Bilmiyoruz ki kuş uçmak için, kaç kere?  yere çakılmıştır. Ne kadar?  Kanat çırpmaya çalışmıştır. Annesini izlerken yapamadığı için nasıl içten içe ağlamıştır. Biz bunları görmeyiz sonuca bakıp yapabileceğimizi düşünürüz, acemi Jokeyin mahareti kırbaçta sanması gibi. Oysa acı, sevgiyle harmanlandıkça ufkumuz uzağı görür.

Zekâ, aslında herkeste bulunan bir cevherdir. Sadece katmanları farklılık gösterebilir. Burada aşk kazması ile kazarak o cevhere ulaşmak gerekir. Her cevher sizde oluşturacak ritmin başlangıcı olur. Kalbiniz ancak bu ritimle çalışır ve soluk alışverişiniz değişir. İnebildiğiniz her bir derinlik, ayrı bir karnavala götürür sizi. Kimisi hüzünlü, kimisi ateşten gömlek 

Her aşkta ilerledikçe kişi, her derinlikte başkalaşır ve çölde gezen susayan insanın tası kapması gibi ilişkiye sarılırsınız, her sarıldıkça başkasına âşık olursunuz.
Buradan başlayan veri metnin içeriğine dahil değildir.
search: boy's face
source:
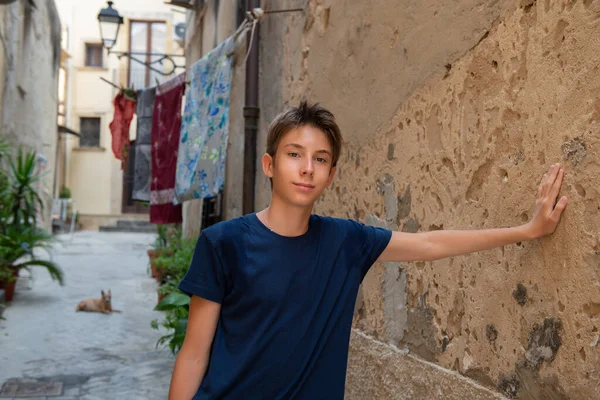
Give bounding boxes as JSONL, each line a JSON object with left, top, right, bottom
{"left": 262, "top": 125, "right": 337, "bottom": 209}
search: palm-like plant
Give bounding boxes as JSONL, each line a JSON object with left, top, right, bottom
{"left": 0, "top": 225, "right": 63, "bottom": 284}
{"left": 0, "top": 139, "right": 64, "bottom": 289}
{"left": 2, "top": 148, "right": 46, "bottom": 227}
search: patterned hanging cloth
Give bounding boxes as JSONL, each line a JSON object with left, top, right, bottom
{"left": 132, "top": 87, "right": 156, "bottom": 202}
{"left": 174, "top": 36, "right": 235, "bottom": 204}
{"left": 109, "top": 88, "right": 136, "bottom": 170}
{"left": 150, "top": 73, "right": 186, "bottom": 224}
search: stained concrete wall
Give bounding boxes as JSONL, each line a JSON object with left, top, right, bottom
{"left": 181, "top": 0, "right": 246, "bottom": 239}
{"left": 0, "top": 0, "right": 62, "bottom": 228}
{"left": 258, "top": 0, "right": 600, "bottom": 398}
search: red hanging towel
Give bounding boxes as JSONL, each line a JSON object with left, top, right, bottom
{"left": 150, "top": 73, "right": 186, "bottom": 224}
{"left": 109, "top": 90, "right": 136, "bottom": 170}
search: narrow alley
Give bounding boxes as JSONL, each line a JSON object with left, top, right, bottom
{"left": 0, "top": 231, "right": 175, "bottom": 400}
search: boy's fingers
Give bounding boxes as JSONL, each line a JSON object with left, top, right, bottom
{"left": 550, "top": 196, "right": 568, "bottom": 221}
{"left": 542, "top": 166, "right": 553, "bottom": 197}
{"left": 543, "top": 164, "right": 559, "bottom": 198}
{"left": 549, "top": 168, "right": 565, "bottom": 202}
{"left": 537, "top": 174, "right": 547, "bottom": 201}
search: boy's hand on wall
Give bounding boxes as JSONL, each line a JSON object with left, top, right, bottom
{"left": 526, "top": 163, "right": 568, "bottom": 239}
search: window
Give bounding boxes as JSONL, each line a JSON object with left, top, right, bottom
{"left": 85, "top": 43, "right": 104, "bottom": 68}
{"left": 129, "top": 21, "right": 168, "bottom": 89}
{"left": 79, "top": 117, "right": 101, "bottom": 147}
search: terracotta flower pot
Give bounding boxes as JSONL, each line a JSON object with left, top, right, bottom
{"left": 0, "top": 270, "right": 19, "bottom": 302}
{"left": 158, "top": 289, "right": 170, "bottom": 304}
{"left": 148, "top": 248, "right": 172, "bottom": 282}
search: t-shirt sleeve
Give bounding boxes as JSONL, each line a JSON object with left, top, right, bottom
{"left": 346, "top": 220, "right": 393, "bottom": 278}
{"left": 177, "top": 232, "right": 227, "bottom": 304}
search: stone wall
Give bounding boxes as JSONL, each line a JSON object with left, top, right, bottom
{"left": 259, "top": 0, "right": 600, "bottom": 398}
{"left": 0, "top": 0, "right": 61, "bottom": 227}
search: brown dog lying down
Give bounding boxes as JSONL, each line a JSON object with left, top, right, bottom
{"left": 76, "top": 290, "right": 121, "bottom": 314}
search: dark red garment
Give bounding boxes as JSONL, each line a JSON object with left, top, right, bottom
{"left": 109, "top": 91, "right": 136, "bottom": 170}
{"left": 150, "top": 73, "right": 186, "bottom": 224}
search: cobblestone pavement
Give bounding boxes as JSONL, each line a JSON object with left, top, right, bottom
{"left": 0, "top": 231, "right": 176, "bottom": 400}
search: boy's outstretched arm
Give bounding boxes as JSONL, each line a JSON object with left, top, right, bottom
{"left": 378, "top": 163, "right": 568, "bottom": 263}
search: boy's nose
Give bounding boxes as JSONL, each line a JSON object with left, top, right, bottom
{"left": 301, "top": 160, "right": 314, "bottom": 176}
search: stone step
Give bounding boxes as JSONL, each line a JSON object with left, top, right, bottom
{"left": 116, "top": 220, "right": 153, "bottom": 229}
{"left": 98, "top": 225, "right": 157, "bottom": 233}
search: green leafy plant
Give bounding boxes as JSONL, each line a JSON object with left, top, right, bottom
{"left": 153, "top": 224, "right": 170, "bottom": 250}
{"left": 155, "top": 235, "right": 195, "bottom": 286}
{"left": 0, "top": 225, "right": 63, "bottom": 284}
{"left": 151, "top": 230, "right": 197, "bottom": 355}
{"left": 0, "top": 139, "right": 64, "bottom": 294}
{"left": 152, "top": 292, "right": 190, "bottom": 354}
{"left": 1, "top": 148, "right": 46, "bottom": 227}
{"left": 58, "top": 186, "right": 71, "bottom": 199}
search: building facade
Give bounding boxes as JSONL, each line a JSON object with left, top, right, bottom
{"left": 54, "top": 0, "right": 186, "bottom": 230}
{"left": 0, "top": 0, "right": 62, "bottom": 228}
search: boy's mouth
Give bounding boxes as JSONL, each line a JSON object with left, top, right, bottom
{"left": 293, "top": 183, "right": 316, "bottom": 190}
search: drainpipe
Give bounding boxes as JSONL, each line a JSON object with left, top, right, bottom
{"left": 242, "top": 0, "right": 259, "bottom": 215}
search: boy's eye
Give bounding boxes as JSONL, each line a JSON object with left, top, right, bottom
{"left": 288, "top": 152, "right": 300, "bottom": 158}
{"left": 316, "top": 157, "right": 328, "bottom": 163}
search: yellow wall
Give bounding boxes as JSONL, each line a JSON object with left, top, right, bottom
{"left": 55, "top": 0, "right": 185, "bottom": 216}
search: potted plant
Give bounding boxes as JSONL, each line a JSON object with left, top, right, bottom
{"left": 154, "top": 235, "right": 195, "bottom": 303}
{"left": 0, "top": 143, "right": 64, "bottom": 302}
{"left": 151, "top": 292, "right": 190, "bottom": 354}
{"left": 150, "top": 234, "right": 197, "bottom": 351}
{"left": 0, "top": 225, "right": 64, "bottom": 301}
{"left": 148, "top": 224, "right": 176, "bottom": 280}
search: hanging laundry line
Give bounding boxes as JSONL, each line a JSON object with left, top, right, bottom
{"left": 98, "top": 7, "right": 300, "bottom": 91}
{"left": 99, "top": 77, "right": 122, "bottom": 90}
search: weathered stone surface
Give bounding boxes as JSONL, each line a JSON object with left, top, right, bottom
{"left": 0, "top": 1, "right": 61, "bottom": 230}
{"left": 346, "top": 330, "right": 505, "bottom": 399}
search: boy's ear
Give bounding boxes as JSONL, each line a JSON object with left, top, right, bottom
{"left": 262, "top": 153, "right": 274, "bottom": 178}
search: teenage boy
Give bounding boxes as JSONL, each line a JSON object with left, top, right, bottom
{"left": 169, "top": 102, "right": 568, "bottom": 399}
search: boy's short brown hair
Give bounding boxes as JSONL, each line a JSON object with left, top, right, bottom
{"left": 266, "top": 101, "right": 343, "bottom": 167}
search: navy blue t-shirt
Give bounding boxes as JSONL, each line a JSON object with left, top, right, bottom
{"left": 178, "top": 213, "right": 392, "bottom": 399}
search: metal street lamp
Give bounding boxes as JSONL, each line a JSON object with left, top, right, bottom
{"left": 97, "top": 1, "right": 123, "bottom": 51}
{"left": 97, "top": 1, "right": 184, "bottom": 77}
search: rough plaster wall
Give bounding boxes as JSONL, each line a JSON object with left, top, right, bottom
{"left": 0, "top": 0, "right": 61, "bottom": 228}
{"left": 260, "top": 0, "right": 600, "bottom": 398}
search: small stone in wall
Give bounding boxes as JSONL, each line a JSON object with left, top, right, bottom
{"left": 441, "top": 335, "right": 450, "bottom": 352}
{"left": 387, "top": 143, "right": 395, "bottom": 160}
{"left": 498, "top": 374, "right": 520, "bottom": 399}
{"left": 512, "top": 283, "right": 527, "bottom": 305}
{"left": 402, "top": 217, "right": 420, "bottom": 233}
{"left": 397, "top": 185, "right": 412, "bottom": 221}
{"left": 524, "top": 317, "right": 562, "bottom": 368}
{"left": 562, "top": 137, "right": 587, "bottom": 166}
{"left": 486, "top": 324, "right": 498, "bottom": 342}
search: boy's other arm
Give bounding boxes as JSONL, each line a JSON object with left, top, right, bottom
{"left": 378, "top": 163, "right": 568, "bottom": 263}
{"left": 168, "top": 295, "right": 220, "bottom": 400}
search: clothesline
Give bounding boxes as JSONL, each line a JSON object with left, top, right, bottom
{"left": 100, "top": 7, "right": 264, "bottom": 92}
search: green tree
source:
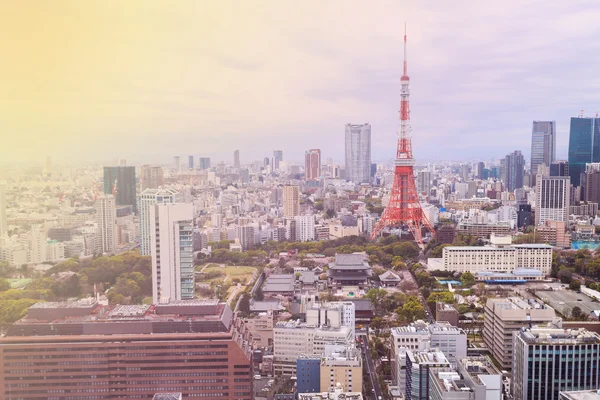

Diğerlerini unutmadan, sadece hüzünlü bir buse alarak silinirler. Yaşadığını hissetmekte, buse alıp veya buse vermekte değil mi? 

Burada ki ilişkinin notası buse alışverişinizin sizde ki bıraktığı his aşk mı? sevgi mi? hüzün mü? 

Sonuçta bağıra çağıra bir kavgaya mı giriyorsunuz? 

Yoksa başınızı bir sevgilinin göğsüne mi yaslıyorsunuz?

Yoksa sarhoş olup baygın mı düşüyorsunuz? 

Kim bilir belki de amansız bir hastalığa yani sevdaya düşürecektir. Sizi buse.

Hayatla kurduğumuz bu ilişkilerin hepsi aslında bir senfoninin inişli, çıkışlı ritimlerinin bütünüdür. 

Senfoniden çıkan müzik, yedi katın altındaki telaş, kavga ve terden oluşan damarlarındaki kandır.

Ağlamak ta hüzünde bizi besleyen damarlara biri kanı getirir diğeri ise götürür.

İçinden yanan müziğin dumanı burnundan, ateşi ağzından çıkmalı. Samimiyet bizim oksijenimiz olmalıdır.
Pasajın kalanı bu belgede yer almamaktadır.